The party also said the slow pace at which devolution was being implemented speaks volumes about the government’s ‘selfish’ centralisation policy.
This view was said by Zapu’s parliamentary candidate for Pumula, Richard Ncube, who said the opposition party had ‘arguably’ been championing devolution but was disappointed by the unwillingness of authorities to fully adopt it.
“Zapu believes in devolution but not the one drafted in the constitution because the devolution in the constitution is watered down and different from the one, we in ZAPU believe in,” said Ncube at an election debate series held in Old Pumula, Tuesday.
The election debate series are organised by CITE in partnership with the Bulawayo Progressive Residents Association (BPRA) ahead of the March 26 by-elections.
Ncube said the party believes people are supposed to have localised leadership where the power to lead was devolved down to locals.
“Zapu believes that a Venda person in Beitbridge must lead there, to promote the recognition of their culture, use of language because that person is familiar and knows their culture. Zapu believes that locals of a certain place should be the first ones to benefit or receive job opportunities,” he said.
“It also follows that someone who wants to be an MP in Masvingo must be a Karanga, who knows the culture of those locals and works with people in a way they all understand. ZAPU does not agree with conception that someone from Matabeleland North goes and be a councillor in Masvingo where he can’t even speak their local language. This person will be unable to help the locals of Masvingo or be able to promote their culture and language.”
Ncube said local resources must be used to develop those communities.

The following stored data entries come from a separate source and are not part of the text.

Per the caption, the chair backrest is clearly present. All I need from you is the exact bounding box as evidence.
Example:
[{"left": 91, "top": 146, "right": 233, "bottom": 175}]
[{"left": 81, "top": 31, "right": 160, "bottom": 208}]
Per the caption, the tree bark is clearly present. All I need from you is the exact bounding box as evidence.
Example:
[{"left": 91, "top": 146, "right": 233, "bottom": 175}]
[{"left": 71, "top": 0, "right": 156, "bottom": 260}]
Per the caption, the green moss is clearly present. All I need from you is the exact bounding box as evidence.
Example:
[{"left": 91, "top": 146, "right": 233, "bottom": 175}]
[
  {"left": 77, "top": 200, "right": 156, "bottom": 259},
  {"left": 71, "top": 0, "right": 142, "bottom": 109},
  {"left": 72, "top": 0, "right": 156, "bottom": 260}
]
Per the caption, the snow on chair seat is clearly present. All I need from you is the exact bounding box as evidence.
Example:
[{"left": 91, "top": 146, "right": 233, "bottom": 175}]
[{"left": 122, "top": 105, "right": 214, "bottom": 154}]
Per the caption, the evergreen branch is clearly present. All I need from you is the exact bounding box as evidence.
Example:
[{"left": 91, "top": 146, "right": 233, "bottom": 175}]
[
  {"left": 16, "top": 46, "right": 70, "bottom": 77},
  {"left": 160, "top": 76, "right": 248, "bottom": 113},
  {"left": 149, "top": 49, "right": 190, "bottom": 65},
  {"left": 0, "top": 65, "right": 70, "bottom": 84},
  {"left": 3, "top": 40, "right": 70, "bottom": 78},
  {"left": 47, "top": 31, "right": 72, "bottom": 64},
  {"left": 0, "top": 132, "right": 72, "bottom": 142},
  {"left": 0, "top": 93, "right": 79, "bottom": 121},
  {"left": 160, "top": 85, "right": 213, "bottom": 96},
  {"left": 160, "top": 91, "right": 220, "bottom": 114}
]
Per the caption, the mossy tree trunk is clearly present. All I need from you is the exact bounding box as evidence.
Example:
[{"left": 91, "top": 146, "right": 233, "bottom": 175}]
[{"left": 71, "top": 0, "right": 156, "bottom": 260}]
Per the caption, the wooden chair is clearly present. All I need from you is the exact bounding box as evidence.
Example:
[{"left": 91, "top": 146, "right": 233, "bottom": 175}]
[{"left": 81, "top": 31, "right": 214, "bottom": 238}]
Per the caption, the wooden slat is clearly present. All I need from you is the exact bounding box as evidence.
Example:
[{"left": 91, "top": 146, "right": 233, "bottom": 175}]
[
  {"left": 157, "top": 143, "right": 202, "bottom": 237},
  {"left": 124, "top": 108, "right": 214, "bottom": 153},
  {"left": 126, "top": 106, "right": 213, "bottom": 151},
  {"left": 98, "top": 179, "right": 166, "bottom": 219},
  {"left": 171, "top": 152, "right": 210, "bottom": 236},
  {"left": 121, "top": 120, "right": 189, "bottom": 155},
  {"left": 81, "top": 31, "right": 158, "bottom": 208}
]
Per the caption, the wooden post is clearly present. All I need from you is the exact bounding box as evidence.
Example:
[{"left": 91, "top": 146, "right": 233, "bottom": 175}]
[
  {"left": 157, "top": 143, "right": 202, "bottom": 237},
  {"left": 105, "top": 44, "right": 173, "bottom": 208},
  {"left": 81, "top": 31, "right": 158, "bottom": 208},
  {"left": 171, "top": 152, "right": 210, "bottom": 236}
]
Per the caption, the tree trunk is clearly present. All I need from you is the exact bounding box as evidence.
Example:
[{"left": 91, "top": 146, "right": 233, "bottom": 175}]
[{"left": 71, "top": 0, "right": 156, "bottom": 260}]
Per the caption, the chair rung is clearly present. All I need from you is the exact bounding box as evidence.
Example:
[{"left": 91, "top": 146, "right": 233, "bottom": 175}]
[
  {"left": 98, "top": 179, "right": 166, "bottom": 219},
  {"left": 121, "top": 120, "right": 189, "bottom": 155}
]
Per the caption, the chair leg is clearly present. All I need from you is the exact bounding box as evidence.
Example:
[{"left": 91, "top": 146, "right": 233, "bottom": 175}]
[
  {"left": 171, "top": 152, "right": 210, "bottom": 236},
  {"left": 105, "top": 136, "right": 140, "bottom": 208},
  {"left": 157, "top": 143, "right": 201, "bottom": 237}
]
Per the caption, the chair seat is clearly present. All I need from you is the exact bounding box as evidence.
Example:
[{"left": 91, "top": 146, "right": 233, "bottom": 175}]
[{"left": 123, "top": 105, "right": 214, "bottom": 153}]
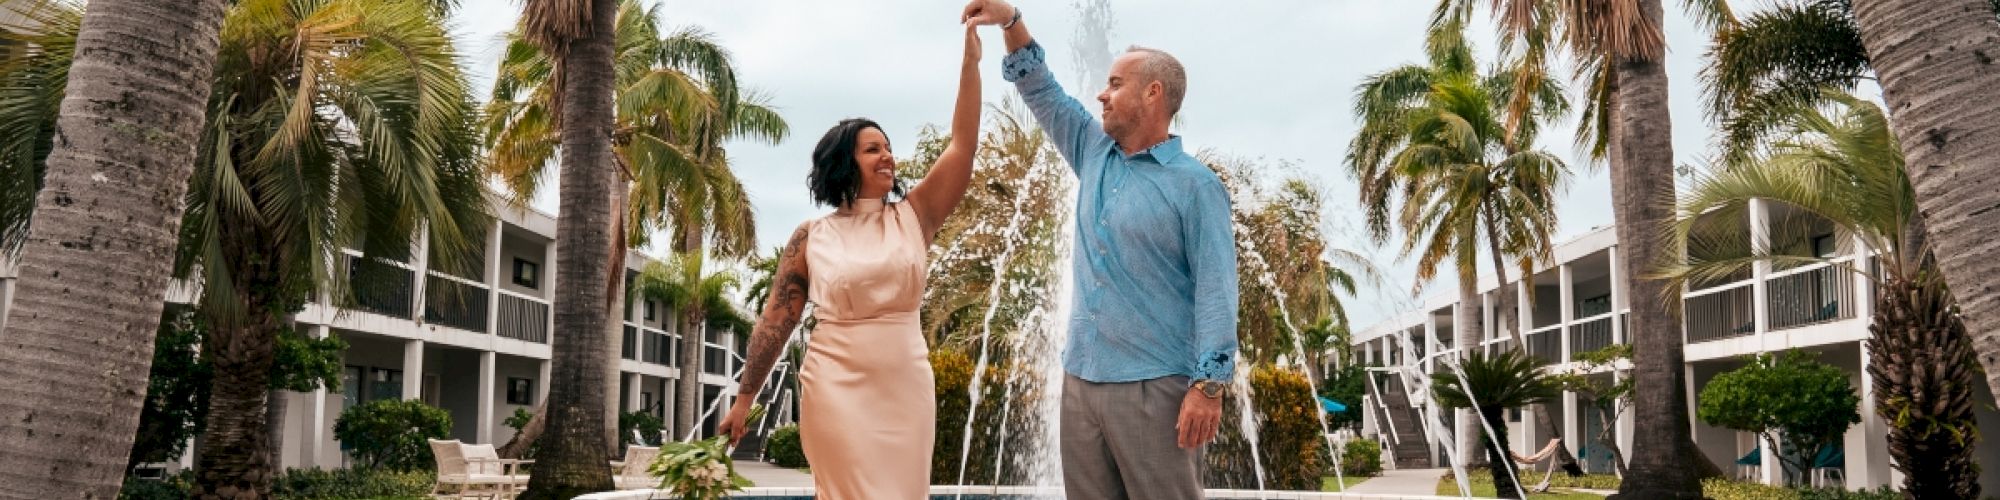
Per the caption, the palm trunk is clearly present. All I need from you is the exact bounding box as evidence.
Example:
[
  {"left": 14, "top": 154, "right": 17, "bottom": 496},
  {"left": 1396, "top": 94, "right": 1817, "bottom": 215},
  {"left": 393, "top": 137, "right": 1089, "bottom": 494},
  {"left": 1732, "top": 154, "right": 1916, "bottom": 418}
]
[
  {"left": 519, "top": 0, "right": 622, "bottom": 496},
  {"left": 1454, "top": 265, "right": 1485, "bottom": 466},
  {"left": 1868, "top": 277, "right": 1981, "bottom": 498},
  {"left": 192, "top": 280, "right": 284, "bottom": 499},
  {"left": 1482, "top": 407, "right": 1524, "bottom": 499},
  {"left": 1851, "top": 0, "right": 2000, "bottom": 406},
  {"left": 0, "top": 1, "right": 226, "bottom": 496},
  {"left": 1607, "top": 1, "right": 1716, "bottom": 497},
  {"left": 673, "top": 228, "right": 710, "bottom": 441},
  {"left": 1484, "top": 211, "right": 1584, "bottom": 476}
]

“The wealth in Binga must be used to grow the area. That is the devolution we as ZAPU are talking about, where people have power to articulate what they want done in their area,” said the aspiring MP who said he would be a servant leader.
“I will inculcate servant leadership to all leaders, even those who run WhatsApp groups as they must listen to what people say.”
Ncube said in line with devolution, residents of Pumula must be able to tell him what he must say in Parliament.
“As your servant, you must use me the way you see fit. As your spokesperson, I must deliver. I will bring coerciveness in Pumula, coordinate all activities” he noted.
The aspiring MP said his vision was to create Pumula into a “model constituency, where other constituencies copied how development was done.”
“Pumula must be well administered and well managed so that we can build it together,” he said.
Another candidate, Thabani Tshuma, an independent, claimed he would bring a different and new approach within the constituency.
“The ideas are in my head and if you don’t vote for me, it won’t work. So, test me and see for yourself,” he said.
Tshuma noted that an MP could not create employment but could administer projects.
However, the independent candidate said these projects could succeed provided the Constituency Development Fund (CDF) was available.
“If the CDF doesn’t come it’s a non-starter. The money must come to the MPs and when it doesn’t, we fail. The government must make sure the CDF comes on time and the MPs must also make sure they have plans on how to use money, not treat it like a lotto,” Tshuma said.
“As a constituency, we must meet, discuss and plan what to do when the money comes. We can’t just use money without a plan.”
The independent candidate also urged MPs to constantly meet with people time and again.
“So, whoever gets in must know what people want, they can’t just guess but must decide alongside with the people,” Tshuma summed.